Remember that data can be exchanged in various forms through different web services, among the most important of which we can mention XML, JSON or HTML.
Division of APIs in terms of access level
In addition to the above divisions, Web API can be divided into different categories from the point of view of access level (permission), which are:
– Open APIs: These types of APIs, which are also called Public APIs, are provided to developers without any restrictions on the level of access for B2C use. To see a list of them, you can refer to the Public APIs link on GitHub.
– Partner APIs: This group of APIs is only available to so-called B2B and B2C businesses, and like the previous case (Open APIs), not every developer has access to them, and they are usually paid.

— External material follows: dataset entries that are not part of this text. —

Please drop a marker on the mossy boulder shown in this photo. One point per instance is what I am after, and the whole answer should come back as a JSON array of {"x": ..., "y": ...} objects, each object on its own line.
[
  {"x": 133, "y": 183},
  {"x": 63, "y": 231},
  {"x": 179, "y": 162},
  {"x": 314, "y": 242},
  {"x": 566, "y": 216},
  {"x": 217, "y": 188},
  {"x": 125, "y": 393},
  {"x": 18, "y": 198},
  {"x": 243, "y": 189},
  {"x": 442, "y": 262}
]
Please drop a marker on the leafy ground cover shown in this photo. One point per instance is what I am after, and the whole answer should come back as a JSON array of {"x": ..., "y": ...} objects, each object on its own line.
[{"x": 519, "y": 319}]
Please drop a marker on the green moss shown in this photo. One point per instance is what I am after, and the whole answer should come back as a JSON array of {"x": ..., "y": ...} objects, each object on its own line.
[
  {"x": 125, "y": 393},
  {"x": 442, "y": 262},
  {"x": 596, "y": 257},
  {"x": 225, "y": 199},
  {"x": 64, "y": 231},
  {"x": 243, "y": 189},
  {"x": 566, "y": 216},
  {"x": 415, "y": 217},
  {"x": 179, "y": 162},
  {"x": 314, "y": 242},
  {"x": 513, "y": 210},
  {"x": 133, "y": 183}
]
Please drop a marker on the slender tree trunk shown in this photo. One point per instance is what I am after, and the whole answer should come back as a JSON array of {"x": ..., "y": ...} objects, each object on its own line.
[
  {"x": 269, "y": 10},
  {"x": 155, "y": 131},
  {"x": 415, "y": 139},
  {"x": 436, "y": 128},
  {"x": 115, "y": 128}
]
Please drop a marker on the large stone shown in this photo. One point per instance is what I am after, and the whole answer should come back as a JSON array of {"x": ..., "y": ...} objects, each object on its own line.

– Internal APIs: This group of APIs, also known as Private APIs, are designed only for internal use of a system. For example, the list of articles that is exposed to users on the left sidebar of Sekan Academy is created through a Private API that was developed only for use by the Sekan Academy site itself.
What is API Economy?
Making money by offering APIs is what is known as the API Economy. We said before that there are some APIs that are so-called public and therefore the supplying company cannot earn money from them directly, but on the other hand, there are some companies that earn money through the API supply of their own services. For example, up to 10,000 requests per month is free, but if, for example, we have designed an application that has a large number of users and consequently loads more on the servers of the company, we must purchase a premium service for this purpose.
API design
It should always be kept in mind that API design is a relatively difficult task that has complex and highly specialized steps. In order to have a general picture of the API design process, it should be said that APIs are generally made according to some patterns and standards so that all developers from around the world can use them without confusion, which is beyond the scope of this discussion.
API security
If everything is done correctly and carefully, providing an API is not a security risk for you, but there is no need to explain that the more ways you communicate with your servers, the more ways to break into it, and since some APIs are more vulnerable to others. They provide access to the service facilities, for example, interaction with the data stored on the database is also a part of them, and it is certainly highly sensitive, it can cause a lot of damage in case of unprincipled implementation, and there are several solutions to solve such problems.
Try to set up your API on a separate and different server from the database to which it is connected. Also, if you allow your users to add or edit information, prepare yourself to deal with any kind of Injection.
Another dangerous cyber attack is Distributed Denial of Service, or DDOS, which you need to observe the protection strategies to deal with these attacks.